La persécution de I945, l’interdiction d’Ar Brezoneg er Skol, sa dissolution par voie d’autorité et la saisie de ses biens et de son matériel scolaire, les épreuves infligées à nombre de ses amis, causèrent à Robert Audic bien des souffrances morales, et assombrirent pour lui les années qui allaient suivre. Elles marquèrent aussi pour lui de nouvelles difficultés de vie jusqu’au jour où il fut nommé au lycée de Douarnenez. Les événements nous avaient, et pour cause, séparés. Dix ans d’exil s’écoulèrent avant que je ne le revis, non sans qu’il m’eut souvent écrit dans l’intervalle, surtout pour me signaler les difficultés dans lesquelles se débattaient l’un ou 1’autre de nos amis communs qu’il importait d’aider, car Robert Audic pensait aux autres, souvent avant de penser à lui.

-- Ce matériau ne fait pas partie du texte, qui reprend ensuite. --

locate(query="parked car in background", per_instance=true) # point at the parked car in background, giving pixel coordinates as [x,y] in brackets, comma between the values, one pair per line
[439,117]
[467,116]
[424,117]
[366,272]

Les difficultés matérielles et morales dans lesquelles il continua longtemps de se débattre, une santé de plus en plus déficiente, 1’avaient empêché, malgré un mariage tardif et une paternité, de jouir vers la fin de sa vie de la plénitude et de l’équilibre auxquels il aspirait.  Il était de ceux que la vie ne pouvait que blesser et décevoir dans un siècle de plus en plus impitoyable aux modestes, aux bons et aux sensibles. Du moins puis-je lui apporter, il y a quelques mois, le réconfort de voir Ar Brezoneg er Skol rétabli dans ses droits à la suite de l’annulation en Conseil d’État de l’injuste arrêté de dissolution qui l’avait frappée. Son nom restera ainsi associé à son œuvre et l’histoire lui en tiendra compte..

Il laissera parmi nous le souvenir d’un ami loyal et sincère, d’une délicatesse de sentiment inégalée et d’un désintéressement absolu, d’un homme riche de ces valeurs spirituelles qu’il convient de placer au dessus de tous les achèvements personnels.